Глава XLIV
Когда Консуэло очнулась, она почувствовала, что сидит на жесткой постели, и, не будучи еще в силах приподнять веки, попыталась, однако, припомнить, где она и что с ней. Но слабость ее была так велика, что это ей не удавалось. Волнения и усталость последних дней оказались выше ее сил, и она тщетно старалась вспомнить, что с ней произошло с момента отъезда из Венеции. Даже самый отъезд из этой приютившей ее родины, где она провела столько счастливых дней, казался ей сном, и для нее было облегчением – увы, слишком мимолетным – забыть хотя бы на минуту о своем изгнании и о несчастьях, вызвавших его. Итак, она вообразила, будто все еще находится в своей убогой комнатке на Корте-Минелли, лежит на старой материнской кровати и будто после бурной, тяжелой сцены с Андзолетто (неясные воспоминания о ней всплывали в ее памяти) теперь возвращается к жизни и надежде, ощущая его подле себя, слыша его прерывистое дыхание, его нежный шепот. Радость, томная и сладостная, охватила ее сердце, и она с усилием приподнялась, чтобы взглянуть на своего раскаявшегося друга и протянуть ему руку. Но вместо этого она пожала холодную, незнакомую руку, вместо веселого солнца, заливавшего розовым светом белую занавеску ее окна, перед ней мерцал из-под мрачного свода, расплываясь в сыром воздухе, какой-то могильный свет, под собой она чувствовала шкуры диких зверей, а над ней склонилось среди зловещего молчания бледное лицо Альберта, похожего на привидение.

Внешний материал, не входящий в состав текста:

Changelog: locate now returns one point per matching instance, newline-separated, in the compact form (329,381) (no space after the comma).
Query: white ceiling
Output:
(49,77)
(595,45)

У Консуэло мелькнула мысль, что она живой попала в могилу, она снова закрыла глаза и с болезненным стоном опустилась на свое ложе. Потребовалось несколько минут, пока она смогла разобраться в том, где она и кто этот страшный человек, к которому она попала. Страх, до сих пор заглушавшийся и побежденный экзальтацией самопожертвования, теперь овладел ею настолько, что она не решалась даже открыть глаза, опасаясь увидеть нечто ужасное – приготовленный саван или раскрытый гроб. Почувствовав что-то на лбу, она дотронулась до него рукой. Это была гирлянда из листьев, которою ее увенчал Альберт. Она сняла ее и увидела в ней веточку кипариса.
– Я думал, что ты умерла, о моя душа, о мое утешение! – воскликнул Альберт, опускаясь подле нее на колени. – И прежде чем последовать за тобой в могилу, я хотел украсить тебя эмблемой брака. Цветы не растут здесь вокруг меня, Консуэло. Только из темного кипариса мог я сплести для тебя свадебный венок. Вот он, не отвергай его. Если нам с тобой суждено умереть здесь, то позволь мне поклясться тебе: если я вернусь к жизни, у меня не будет другой супруги, кроме тебя, а если умру, то умру соединенным с тобой этой неразрывной клятвой.
– Как? Разве мы обручены? – с испугом, растерянно глядя по сторонам, воскликнула Консуэло. – Кто же связал нас брачными узами? Кто освятил наш брак?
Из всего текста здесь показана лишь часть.